But what I read last week wasn't embarrassing. It was shocking and repulsive.

During a press conference on the Italian government's efforts to fight the mafia, Berlusconi started criticizing the "promotional support" that certain TV series or literature, such as Gomorrah by Roberto Saviano, give to the mafia.

First of all, let me say that the statement is simply ridiculous. It's equivalent to saying that Nazism is famous because Primo Levi and Elie Wiesel wrote about it.

I don't know if Berlusconi ever read the book Gomorrah, but his statements tell me he hasn't.

Gomorrah is a powerful, courageous and journalistically impeccable piece of non-fiction, which brilliantly exposes facts, events, court rulings and arrests involving members of the Camorra, the organized crime prevalent in the southern Campania region.

I find Berlusconi's statement shocking because he implies that reading about the mafia is counter-productive.
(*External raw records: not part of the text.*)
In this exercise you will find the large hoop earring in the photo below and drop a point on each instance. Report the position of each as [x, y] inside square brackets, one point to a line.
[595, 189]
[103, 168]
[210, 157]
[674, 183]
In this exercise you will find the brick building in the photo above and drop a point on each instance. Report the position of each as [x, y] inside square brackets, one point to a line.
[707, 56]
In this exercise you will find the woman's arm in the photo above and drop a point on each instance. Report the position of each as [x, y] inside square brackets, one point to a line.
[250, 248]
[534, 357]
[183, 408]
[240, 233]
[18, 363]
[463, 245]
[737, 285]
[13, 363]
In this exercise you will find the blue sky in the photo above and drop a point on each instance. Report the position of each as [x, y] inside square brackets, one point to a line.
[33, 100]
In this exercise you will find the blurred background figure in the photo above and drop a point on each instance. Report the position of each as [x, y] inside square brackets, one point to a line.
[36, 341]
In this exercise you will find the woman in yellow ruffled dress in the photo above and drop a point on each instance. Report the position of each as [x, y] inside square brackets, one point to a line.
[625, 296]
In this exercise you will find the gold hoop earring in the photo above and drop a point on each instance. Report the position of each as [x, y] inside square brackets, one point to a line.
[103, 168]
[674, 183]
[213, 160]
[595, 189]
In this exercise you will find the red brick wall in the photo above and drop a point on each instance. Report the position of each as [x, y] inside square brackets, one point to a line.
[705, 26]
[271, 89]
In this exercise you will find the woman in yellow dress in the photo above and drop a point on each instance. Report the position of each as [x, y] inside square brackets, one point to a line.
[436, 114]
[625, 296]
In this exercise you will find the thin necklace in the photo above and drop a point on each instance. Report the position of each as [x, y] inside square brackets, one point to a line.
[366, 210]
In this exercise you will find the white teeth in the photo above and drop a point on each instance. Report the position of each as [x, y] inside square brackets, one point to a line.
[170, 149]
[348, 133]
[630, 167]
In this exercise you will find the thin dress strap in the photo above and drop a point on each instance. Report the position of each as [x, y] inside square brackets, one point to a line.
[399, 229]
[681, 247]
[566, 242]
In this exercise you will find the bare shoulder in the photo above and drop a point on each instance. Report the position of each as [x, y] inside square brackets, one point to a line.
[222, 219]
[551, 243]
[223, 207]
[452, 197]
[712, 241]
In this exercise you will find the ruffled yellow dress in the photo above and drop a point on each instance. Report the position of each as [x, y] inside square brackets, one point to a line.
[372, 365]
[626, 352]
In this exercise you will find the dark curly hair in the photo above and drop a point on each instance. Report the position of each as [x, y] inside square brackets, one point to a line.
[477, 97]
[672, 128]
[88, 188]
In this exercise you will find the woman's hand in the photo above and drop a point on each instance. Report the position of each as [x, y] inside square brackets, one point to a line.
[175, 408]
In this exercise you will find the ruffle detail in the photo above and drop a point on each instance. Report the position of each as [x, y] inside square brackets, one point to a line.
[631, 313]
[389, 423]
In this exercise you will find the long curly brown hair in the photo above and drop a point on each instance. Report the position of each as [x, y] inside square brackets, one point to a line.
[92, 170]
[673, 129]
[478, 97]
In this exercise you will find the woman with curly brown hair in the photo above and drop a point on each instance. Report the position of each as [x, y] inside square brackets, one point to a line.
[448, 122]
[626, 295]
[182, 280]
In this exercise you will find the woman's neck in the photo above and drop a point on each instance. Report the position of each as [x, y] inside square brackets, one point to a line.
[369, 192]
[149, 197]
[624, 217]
Maybe Berlusconi also implies that reading in general is counter-productive. Reading gives people knowledge. The nazis burned books because it was not tolerable to have an alternative truth to the one pronounced by the regime.

In modern-day regimes, in which a few powerful people continue to rape their country's democratic constitution, books aren't being burnt. It isn't necessary. All you need is a TV channel, a lot of money and a number of dumb shows to keep the mind occupied until it becomes total mush and people stop thinking.

Berlusconi has done just that. In the 1980s he introduced Italians to all sorts of TV-trash through his three private channels (one of which has been ruled illegal and unconstitutional) and now is happily joining forces with the racist and xenophobe Lega Nord party to change Italy's constitution and the delicate balance of powers between president, government and parliament.

I also find Berlusconi's criticism of Gomorrah repulsive.

It is repulsive in that Berlusconi doesn't mention that that book has cost its author his freedom because the Camorra clans surrounding Naples have set out to kill him.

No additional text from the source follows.